Dad Helps Fix Up Preschool Grounds

By Journal Staff Report

Shining Stars Preschool students have more to do when they go outside thanks to the father of one of its students.

Mike Raybourn, project manager at Western Summit, donated time and materials and recruited several volunteers to help him install outdoor equipment for the Rio Rancho school's students. Western Summit is an environmental contractor that builds water and wastewater systems. Raybourn, who has a child at the school, worked with principal Suzanne Harper to design a "secret garden" for students in four planters throughout the campus. Harper wanted to create an environment where students could play at recess and teachers could have story or snack time. The total cost of the project was $2,000 and took more than 300 man hours to complete. Western Summit paid for the project and its employees donated the labor necessary to complete it. The project was started in May and completed earlier this month. The school grounds now have five concrete tables with six stools each. There is a bench and stairs leading into each planter. The tables are painted red, brown and green with matching stools.

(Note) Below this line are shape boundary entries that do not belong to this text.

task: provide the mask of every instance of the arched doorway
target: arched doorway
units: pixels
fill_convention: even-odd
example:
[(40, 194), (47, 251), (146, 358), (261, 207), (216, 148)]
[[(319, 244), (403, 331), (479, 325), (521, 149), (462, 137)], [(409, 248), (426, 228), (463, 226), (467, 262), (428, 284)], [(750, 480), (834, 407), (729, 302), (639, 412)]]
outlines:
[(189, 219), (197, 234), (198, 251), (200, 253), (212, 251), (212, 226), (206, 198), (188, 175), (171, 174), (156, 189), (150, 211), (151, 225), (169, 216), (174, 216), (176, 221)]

Raybourn recruited seven coworkers to complete the project: Lester Smith, Jeremy Kellar, Justin Dreitzler, Serjio Delira, Tristan Botcher, Justin Wilson and division manager Boyd Dunham. According to a news release from the school, some of the volunteers drove more than an hour for four weekends to help the school.

"We are happy to be able to use our construction knowledge and skills to help the children at the preschool," Raybourn is quoted as saying in the release.

The company is continuing to help the school by adding traffic signs to the parking lot.

"In construction, safety is our number one priority," Raybourn said in the news release. "We are excited to extend our commitment to safety to the preschool by helping them keep the children safe." Shining Stars is a public preschool the district opened to serve special needs children in hopes that some of them will be able to enroll in regular education classrooms by the time they start kindergarten. Regular education students also attend Shinning Stars and are role models for the other students.

The school is off Northern on the old Ernest Stapleton Elementary campus.